However, over the past couple of years, my parents have been talking about moving. They want to live in a rural and secluded area. I don't mind them moving at all. However this year my mum, in particular, seems interested to move as soon as possible. For some reason, there seems to be this rush, almost desperation to do so. I can't move, it would pain me to lose everything I've worked for. I've done some research and there are no jobs down there for my field of work (I work in film) My mum just wants me to move with them. She keeps trying to manipulate me to do so. She's being really forceful about it.
My dad doesn't really want to move either. And he said he would always make sure I'm ok first. I've asked if they could wait a bit, until I find my feet but then my mum keeps trying to convince me and they have been looking at houses. It's been stressing me out so much, I've been crying a lot, haven't been able to sleep either and I've been so anxious about it (my mental health isnt the best)
I'm so scared about it and I just wish things would slow down a bit.
I truly don't feel financially or mentally ready to move out yet. It feels like the rug is being pulled from underneath my feet.

Another thing which might sound odd. I have my dog as well. I love him to bits, hes always at my side. I'm not sure I would be able to have him with me as I don't want to leave him alone a lot. It would have been ideal if my parents and myself didn't live too far away and we were going to share him. If anyone has ever had to leave there pets, I would love some advice on their experience.
 
Lavender_Rose

Lavender_Rose

Well-known member
Joined
Apr 12, 2020
Messages
1,252
Location
United States
Hi sorry you going through so much. But it's great that you have made so many accomplishments over the past few years. I dont think moving is an overnight process usually it takes time to buy a house sell yours. So even if they decided to move toud still have some time. Do you have anyone that you could have as a potential roommate that could help you transition from living at home to living more on your own? That could work out for your dog too because someone else being around would potentially mean he could still be with you.
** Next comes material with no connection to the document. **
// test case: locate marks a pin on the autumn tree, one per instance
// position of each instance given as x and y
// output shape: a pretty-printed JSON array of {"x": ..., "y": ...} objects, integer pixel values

As far as leaving him behind I've never had to do so as I havent moved out but I have mentally prepared myself to leave a few behind because I know they be unhappy with me. They just truly love my parents house and my parents more. Putting that in my mind and thinking it for their own well being is how i would get through that. And knowing that ahead of time I've kinda prepared myself. You can always receive pictures and visit with your dog on your free time. It seems you dad is supportive enough that he would do those things for you.